Louise called out without turning, “Why do you ask, Chief Jewell?”
Because that was when Collette disappeared. Gabriel prepared an alternate answer, but the lie he formulated died in his throat when a frogman broke the lake’s surface. Shielding his eyes from the sharp glow of the frogman’s headtorch, Gabriel marveled over the resources available to the Maine State Police at a moment’s notice.
The frogman tore out an oxygen regulator, and a deep female voice rose from the black river. “I found a small holdall loaded with rocks. A rope’s tied to its handle. At the end of the rope is a small noose, a perfect fit for a child’s ankle.”
The ME coughed. “Makes sense. The noose would have lost its grip on the ankle as it decomposed. That teenager swimming could have accidently jolted the victim’s remains, causing the foot to slip clean through.”
Gabriel took several steps toward the ME and the body. He didn’t expect to know if it was his sister or not, but now was the time for him to take his
first look. He felt a cold tightening in his chest.
The skeleton’s rags were a familiar dark blue.
“Is there a school badge on that clothing?”
Louise turned. “You can see that from there, Chief?”
No, he couldn’t, but he could sense its presence. It was becoming more and more like a vicious nightmare he couldn’t wake from.
The ME eyed him. “Yes. Blue Falls High School.”
Whipped by sudden nausea, Gabriel stumbled backward.
The ME coughed again. This time, he couldn’t stop himself, so he unhooked his facemask and let it dangle. “Sorry …” he coughed again. “Pollen must be high here.”
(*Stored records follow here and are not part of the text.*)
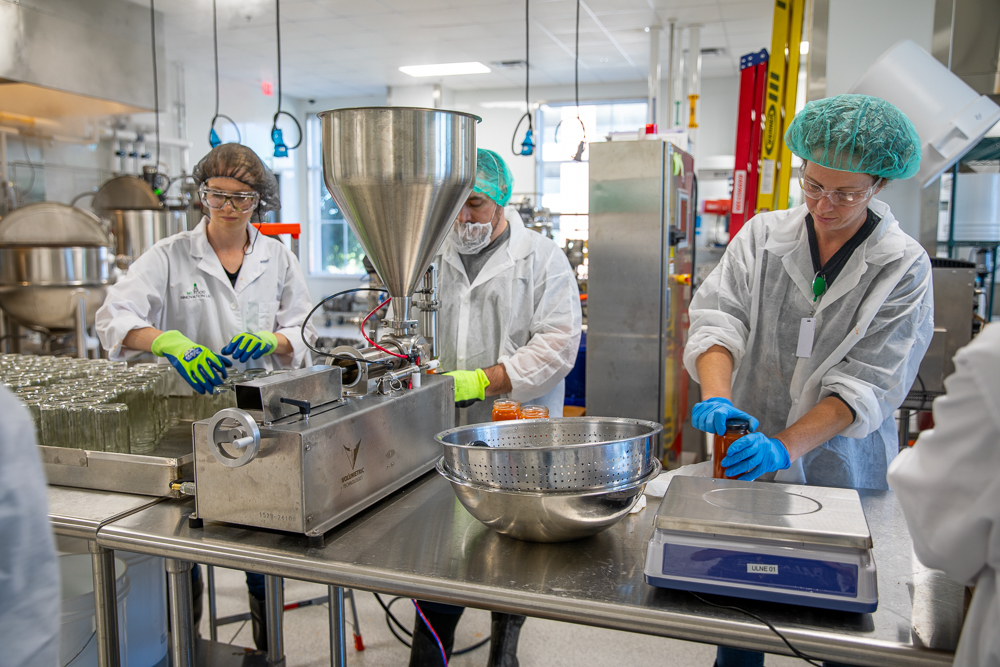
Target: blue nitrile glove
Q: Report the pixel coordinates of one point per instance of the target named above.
(711, 415)
(753, 455)
(198, 365)
(470, 385)
(246, 346)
His assistant handed him an inhaler.
He sucked back the steroid.
Gabriel steadied himself against a tree. Collette.
One of Louise’s officers, Ewan Taylor, put a hand on his shoulder. “Are you okay?”
Gabriel brushed it off. “Don’t touch me.”
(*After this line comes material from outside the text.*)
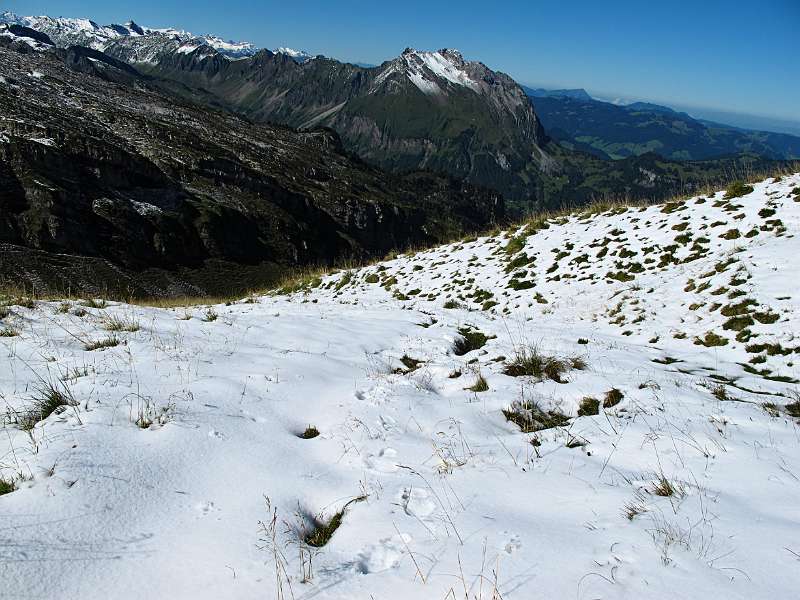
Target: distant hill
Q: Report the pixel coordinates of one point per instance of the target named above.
(607, 130)
(576, 94)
“Easy,” Ewan said. “Just trying to help.”
Gabriel shoved him.
The officer stumbled backward into his colleague’s arms.
“Don’t fucking touch me. Did you not hear?”
“Loud and clear, Chief.”
“Quit it.” Louise said, coming up alongside her officers but fixating on Gabriel. “Show some respect to this poor child.”
“Yes,” Ewan said, staring at Gabriel with narrowed eyes.
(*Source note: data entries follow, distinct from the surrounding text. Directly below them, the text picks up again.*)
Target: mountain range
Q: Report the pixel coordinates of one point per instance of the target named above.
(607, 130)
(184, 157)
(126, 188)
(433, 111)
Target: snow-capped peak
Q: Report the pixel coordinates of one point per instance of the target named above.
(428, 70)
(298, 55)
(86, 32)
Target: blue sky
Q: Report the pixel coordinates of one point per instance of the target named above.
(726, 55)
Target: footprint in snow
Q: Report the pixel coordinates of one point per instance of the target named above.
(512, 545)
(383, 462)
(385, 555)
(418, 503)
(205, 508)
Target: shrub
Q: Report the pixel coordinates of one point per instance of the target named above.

Louise faced her officers. “All of you.”
“Yes, ma’am,” they both said.
Gabriel stepped backward toward Louise, who eyed him warily. “Her name is Collette, ma’am. She disappeared in nineteen ninety.”
“And you know this because of the school uniform?”
“Yes …” He looked down. “Among other things.”
Louise stepped forward so they were now barely a yard apart.
He looked back, noting that she was almost as tall as him. He wasn’t used to it, especially in the other gender.
“What other things?” Louise asked.
He felt like melting to the ground, but he also felt some overwhelming anger toward these aliens on his patch, so he used that adrenaline to remain dignified. “She’s my sister, and if you tell me to show respect around her body again, you’ll have to restrain me.”